My recent trip to
Seattle delayed the QoW, but I'm back now! Luckily, people used the extra time
to come up with some excellent answers to last week's question. But on to this
week's question!
The Denver Aquarium has been suffering from serious financial problems. Now, the
cash-strapped aquarium is seeking to make a deal with the Ripley's entertainment
consortium (yes, of Ripley's Believe it or Not). So we want to know:
WHAT CHANGES WILL
RIPLEY'S MAKE AT THE DENVER AQUARIUM?
In an effort to attract a more mature audience, "tigers and whipped cream" act
replaced by "strippers and whipped cream" show.

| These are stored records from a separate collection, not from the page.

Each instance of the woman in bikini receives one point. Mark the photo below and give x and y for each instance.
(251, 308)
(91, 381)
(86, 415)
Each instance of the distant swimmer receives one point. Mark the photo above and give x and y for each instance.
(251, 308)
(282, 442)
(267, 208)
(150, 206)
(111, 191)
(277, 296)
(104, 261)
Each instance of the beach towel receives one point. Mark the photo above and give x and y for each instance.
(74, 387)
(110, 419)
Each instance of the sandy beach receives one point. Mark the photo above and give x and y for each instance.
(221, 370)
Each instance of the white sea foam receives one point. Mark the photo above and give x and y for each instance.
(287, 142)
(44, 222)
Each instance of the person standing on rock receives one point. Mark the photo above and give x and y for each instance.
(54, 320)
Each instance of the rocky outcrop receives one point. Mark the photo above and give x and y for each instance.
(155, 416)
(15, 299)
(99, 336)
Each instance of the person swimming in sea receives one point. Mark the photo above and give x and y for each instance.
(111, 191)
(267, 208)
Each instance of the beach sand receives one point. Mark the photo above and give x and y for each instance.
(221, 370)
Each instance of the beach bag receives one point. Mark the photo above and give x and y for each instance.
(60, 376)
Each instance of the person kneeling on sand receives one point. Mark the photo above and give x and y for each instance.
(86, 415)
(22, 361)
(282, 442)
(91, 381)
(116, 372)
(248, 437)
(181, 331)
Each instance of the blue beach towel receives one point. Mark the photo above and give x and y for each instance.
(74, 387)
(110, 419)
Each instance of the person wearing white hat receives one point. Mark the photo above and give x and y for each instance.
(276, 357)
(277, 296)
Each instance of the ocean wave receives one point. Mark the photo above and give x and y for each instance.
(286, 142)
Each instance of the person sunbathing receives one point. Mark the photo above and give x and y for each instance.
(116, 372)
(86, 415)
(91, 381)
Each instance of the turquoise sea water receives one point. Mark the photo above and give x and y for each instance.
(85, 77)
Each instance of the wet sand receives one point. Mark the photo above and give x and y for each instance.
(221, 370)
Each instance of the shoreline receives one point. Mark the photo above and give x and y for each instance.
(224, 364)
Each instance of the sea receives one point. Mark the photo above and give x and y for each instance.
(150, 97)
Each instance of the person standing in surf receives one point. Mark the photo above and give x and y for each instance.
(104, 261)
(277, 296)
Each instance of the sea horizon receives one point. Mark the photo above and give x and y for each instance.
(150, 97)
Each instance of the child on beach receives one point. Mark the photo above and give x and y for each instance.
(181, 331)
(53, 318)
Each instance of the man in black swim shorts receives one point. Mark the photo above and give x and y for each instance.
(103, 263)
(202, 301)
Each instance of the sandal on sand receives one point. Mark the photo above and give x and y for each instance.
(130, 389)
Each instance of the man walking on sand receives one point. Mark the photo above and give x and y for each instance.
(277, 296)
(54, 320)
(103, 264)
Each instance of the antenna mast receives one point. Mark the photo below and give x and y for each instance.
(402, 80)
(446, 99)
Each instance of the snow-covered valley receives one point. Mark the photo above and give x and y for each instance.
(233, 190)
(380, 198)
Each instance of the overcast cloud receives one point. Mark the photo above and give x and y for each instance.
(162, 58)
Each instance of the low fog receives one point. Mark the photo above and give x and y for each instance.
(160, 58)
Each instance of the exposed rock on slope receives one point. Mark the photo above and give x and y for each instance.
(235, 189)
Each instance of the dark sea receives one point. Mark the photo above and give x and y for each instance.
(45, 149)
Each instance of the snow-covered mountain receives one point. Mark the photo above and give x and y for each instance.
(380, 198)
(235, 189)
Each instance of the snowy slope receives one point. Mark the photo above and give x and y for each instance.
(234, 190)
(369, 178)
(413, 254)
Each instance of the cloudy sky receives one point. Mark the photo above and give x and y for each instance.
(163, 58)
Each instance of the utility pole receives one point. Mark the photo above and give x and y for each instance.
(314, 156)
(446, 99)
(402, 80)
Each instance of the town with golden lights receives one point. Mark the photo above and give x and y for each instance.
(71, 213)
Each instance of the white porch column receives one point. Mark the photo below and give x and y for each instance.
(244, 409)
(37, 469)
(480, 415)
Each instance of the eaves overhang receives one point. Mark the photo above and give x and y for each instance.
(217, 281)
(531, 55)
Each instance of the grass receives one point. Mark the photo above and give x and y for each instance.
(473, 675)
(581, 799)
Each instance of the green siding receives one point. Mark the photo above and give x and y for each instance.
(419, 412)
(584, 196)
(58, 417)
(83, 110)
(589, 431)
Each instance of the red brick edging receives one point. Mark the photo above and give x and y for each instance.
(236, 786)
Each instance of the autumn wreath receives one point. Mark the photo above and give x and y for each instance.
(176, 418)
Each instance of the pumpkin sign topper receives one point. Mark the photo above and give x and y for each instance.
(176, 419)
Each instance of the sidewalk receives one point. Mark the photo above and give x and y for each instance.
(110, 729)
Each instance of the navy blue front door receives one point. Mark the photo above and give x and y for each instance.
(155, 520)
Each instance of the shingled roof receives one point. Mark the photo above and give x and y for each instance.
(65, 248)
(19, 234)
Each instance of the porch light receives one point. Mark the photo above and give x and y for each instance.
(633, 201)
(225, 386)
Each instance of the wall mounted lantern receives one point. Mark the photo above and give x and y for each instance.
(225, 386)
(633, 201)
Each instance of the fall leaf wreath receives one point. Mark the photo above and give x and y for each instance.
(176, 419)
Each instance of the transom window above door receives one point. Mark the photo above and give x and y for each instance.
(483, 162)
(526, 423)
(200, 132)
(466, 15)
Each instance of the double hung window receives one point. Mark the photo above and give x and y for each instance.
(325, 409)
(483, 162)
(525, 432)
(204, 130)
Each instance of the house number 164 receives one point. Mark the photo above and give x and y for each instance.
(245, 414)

Oh, the usual… kick out the inspectors, get the nuclear power plant going again,
and start producing weapons of mass destruction.
Questionable, deceptive advertising. "Kids! Come see the new Hairy Otter
exhibit!"
Who comes to DENVER expecting to see FISH? They're going to tear it down and
replace it with a cattle ranch.
Ripley will have to descend into the heart of the Aquarium to rescue an adorable
moppet from the clutches of... what was the question again?
One word: Jabberjaw.
Attendance will soar, thanks to Ripley's simple yet effective soft-sell
technique of changing the name from "Ocean Journey" to "Ocean Destination".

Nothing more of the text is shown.